# Where to watch Man Utd vs Man City on Saturday?



## zoglug (Oct 22, 2010)

Ive recently moved to the greens. No internet hence why ive not joined more of the forum nights!!!

Saturday is a big day, Manchester derby is taking place and im wondering where is the best place to watch this? Looking for something near the greens so i can have a few drinks whilst enjoying my boys in blue beating Man U.


----------



## dizzyizzy (Mar 30, 2008)

zoglug said:


> Ive recently moved to the greens. No internet hence why ive not joined more of the forum nights!!!
> 
> Saturday is a big day, Manchester derby is taking place and im wondering where is the best place to watch this? Looking for something near the greens so i can have a few drinks whilst enjoying my boys in blue beating Man U.


Hi Zoglug, try Nelson's at Media Rotana TECOM, they may show it. There's also a sports bar at the Holiday Inn Al Barsha.


----------



## dizzyizzy (Mar 30, 2008)

Oh and the sports bar at the Crown Plaza on SZR, forgot the name...although if I recall correctly that's the manutd fans 'official' bar!


----------



## Gavtek (Aug 23, 2009)

The Crown & Lion in Byblos Hotel in TECOM (very close to you) is a Man City bar IIRC. That'll defintiely have it on too.


----------



## Mr Rossi (May 16, 2009)

Gavtek said:


> The Crown & Lion in Byblos Hotel in TECOM (very close to you) is a Man City bar IIRC. That'll defintiely have it on too.


Is it a Man City pub? Got the impression that it was a general sports bar from when I've been in. Anyway with regards to the OP, every pub/bar in Dubai will have this game on.


----------



## Laowei (Nov 29, 2009)

From the greens theres loads of places which will have this game on within a short cab ride.
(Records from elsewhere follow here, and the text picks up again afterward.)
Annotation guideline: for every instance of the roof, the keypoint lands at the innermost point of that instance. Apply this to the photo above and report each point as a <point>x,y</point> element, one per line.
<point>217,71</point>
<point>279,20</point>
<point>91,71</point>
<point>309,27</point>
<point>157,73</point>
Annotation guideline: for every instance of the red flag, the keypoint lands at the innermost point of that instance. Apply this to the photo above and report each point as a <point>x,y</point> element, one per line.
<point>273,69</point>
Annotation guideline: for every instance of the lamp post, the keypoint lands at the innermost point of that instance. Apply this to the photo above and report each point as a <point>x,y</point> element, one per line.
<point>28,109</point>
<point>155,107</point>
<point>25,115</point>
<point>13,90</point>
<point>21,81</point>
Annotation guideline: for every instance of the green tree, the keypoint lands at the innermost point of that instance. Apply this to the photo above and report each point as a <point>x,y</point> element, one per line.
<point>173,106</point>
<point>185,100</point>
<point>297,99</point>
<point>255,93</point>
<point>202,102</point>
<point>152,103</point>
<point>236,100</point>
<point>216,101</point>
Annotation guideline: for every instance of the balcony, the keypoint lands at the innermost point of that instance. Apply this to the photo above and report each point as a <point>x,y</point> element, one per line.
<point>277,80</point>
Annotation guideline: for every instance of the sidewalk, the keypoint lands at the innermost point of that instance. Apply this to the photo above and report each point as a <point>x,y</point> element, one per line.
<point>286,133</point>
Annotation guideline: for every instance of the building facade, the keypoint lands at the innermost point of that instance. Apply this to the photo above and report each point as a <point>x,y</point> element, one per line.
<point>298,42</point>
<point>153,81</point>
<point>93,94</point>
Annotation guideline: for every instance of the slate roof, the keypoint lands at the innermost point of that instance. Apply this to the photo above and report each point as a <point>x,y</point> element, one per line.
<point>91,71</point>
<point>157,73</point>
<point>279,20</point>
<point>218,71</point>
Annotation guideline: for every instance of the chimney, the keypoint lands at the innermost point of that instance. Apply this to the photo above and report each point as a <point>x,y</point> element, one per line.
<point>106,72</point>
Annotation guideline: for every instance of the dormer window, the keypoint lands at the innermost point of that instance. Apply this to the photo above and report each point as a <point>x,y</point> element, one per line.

Agree with Dizzy and Gavtek, byblos and media rotano both good for live footie, Rotano may need to get there early to get a decent view of the big screen.

I had a mate here a few weeks ago who is a Man C fan, he went to the underground pub at Hatboor grand, just over the SZR from you said it was mostly Man C fans in there and seemed to be a resident spot for them.


----------



## Gavtek (Aug 23, 2009)

The Underground is the official bar for the Liverpool supporters, they've got signs and pictures up and even give the punters membership cards for the Dubai Reds. Wouldn't go there unless you want to leave withour your wallet!


----------



## Laowei (Nov 29, 2009)

Gavtek said:


> The Underground is the official bar for the Liverpool supporters, they've got signs and pictures up and even give the punters membership cards for the Dubai Reds. Wouldn't go there unless you want to leave withour your wallet!


Well you live and learn, will avoid the place then dont want bricks under my feet and my shoes nicked .

Dont suppose there is an offical pub for Walsall supporters? .....No? thought not will get my coat


----------



## zoglug (Oct 22, 2010)

Sorry ive not replied....ive finally got the internet installed!!!

Thanks for all the suggestions....turns out om off to the Underground bar! Some friends of my girlfriends have invited me out with them......unfortunate things is.....there all Man U supporters!


----------



## Dozza (Feb 17, 2009)

Laowei said:


> Well you live and learn, will avoid the place then dont want bricks under my feet and my shoes nicked .
> 
> Dont suppose there is an offical pub for *Walsall supporters*? .....No? thought not will get my coat


LOL - Come on you Wolves!


----------



## Mr Rossi (May 16, 2009)

Dozza said:


> LOL - Come on you Wolves!


There a few Wolves fans that meet up Loca, Dubai Marine. Which isn't too bad a boozer by all accounts.


----------